Kutsal Kitapları, Freud’u ve Darwin’i okumakta bir beis yoktur da, konu Das Kapital’e gelince bir durulur.
Örneğin ben; ilk cildinde, formüller içinde uzunca bir süre debelendikten sonra kendimden umudu kesip kitabı bir kenara koymuştum. Üstelik Marx; zamanında bunu işçiler için yazmıştı ve ben ekonomi eğitimi almış biriydim. Olay tamamen moral bozucuydu neresinden baksam yani. Sonra oğlum doğduğunda göbek bağını cami ya da üniversite bahçesine gömmeyip, Das Kapital’in 3. cildin son sayfasına koydum. Yani “Eski Başlayanlar”dan biri olarak başladım “Yeni Başlayanlar için Kapital”e. Yeni Başlayanlar için Kapital’i görünce çok heyecanlandım. Gençlik aşkımı, üstelik ikimiz de hiç yaşlanmadan ve o heyecanımızı yitirmeden görmüş gibi oldum.
Kitap Marx’ın hemen hemen tüm kavramlarını açıklıyor. Kullanım değeri ve değişim değeri ile birlikte detaylı bir META tanımı, işçi sınıfının tarihsel olarak ortaya çıkışı, dolayısıyla sınıfların oluşması, kârın oluşması,
Metaya değer katan EMEK ve bu emeğin yine bir değere dönüşerek meta halini alışı, ARTI DEĞER, SERMAYE BİRİKİMİ kavramları; gerek kavramları basitleştirerek gerekse çizimler, karikatürler yardımı ile hem kolay hem de kesinlikle çok eğlenceli bir şekilde anlatılıyor. Sermaye neden bir türlü yerinde durmuyor, Afrika’da ya da Irak’ta Amerikan şirketlerinin, Türkiye’de Japon firmalarının ne işi var? Yabancı sermaye girişi ne demek?
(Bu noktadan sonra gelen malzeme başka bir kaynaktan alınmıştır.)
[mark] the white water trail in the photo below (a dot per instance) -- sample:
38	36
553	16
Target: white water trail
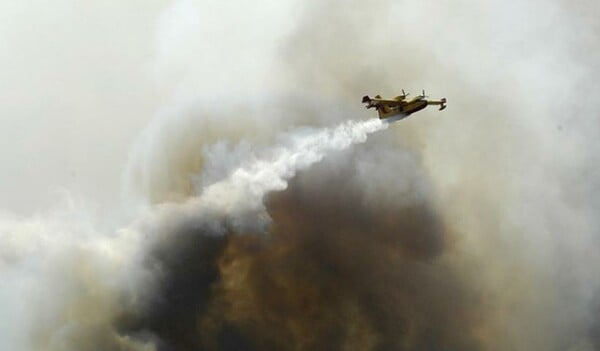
244	189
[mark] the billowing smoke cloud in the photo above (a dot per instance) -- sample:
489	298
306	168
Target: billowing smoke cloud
471	229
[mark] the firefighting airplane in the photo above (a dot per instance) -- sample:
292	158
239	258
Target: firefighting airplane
399	106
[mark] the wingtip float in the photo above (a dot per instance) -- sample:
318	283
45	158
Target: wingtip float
399	107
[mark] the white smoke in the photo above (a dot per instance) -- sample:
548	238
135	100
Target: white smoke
94	268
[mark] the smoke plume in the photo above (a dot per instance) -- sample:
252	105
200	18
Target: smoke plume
264	208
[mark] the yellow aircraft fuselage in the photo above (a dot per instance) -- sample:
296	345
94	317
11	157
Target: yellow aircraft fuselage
399	106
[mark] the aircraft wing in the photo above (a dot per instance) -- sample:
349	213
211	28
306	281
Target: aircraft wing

Başpiskoposların bile Marx’a hak verdiği zamanlardan geçiyoruz. Marx yıllar öncesinden bize yol gösteriyor. Kapitalizmin analizi ile nasıl bir dünyada yaşadığımızı çok daha iyi görüyoruz. Savaşlar neden çıkar? Neden bazıları zengin doğar? Finansal krizlere ne sebep olur? Bazı çocuklar neden açlıktan ölür? Neden günde en az 8 saat çalışıyoruz? Neden bazı ülkeler içme suyu bile bulamazken, bazıları refah devleti olarak tanımlanıyor?
Kitabın sonu(!) ile ilgili çok fazla bir şey söylememe gerek yok aslında, katilin uşak falan olmadığını, gerçek suçlunun kim olduğunu zaten hepimiz biliyoruz.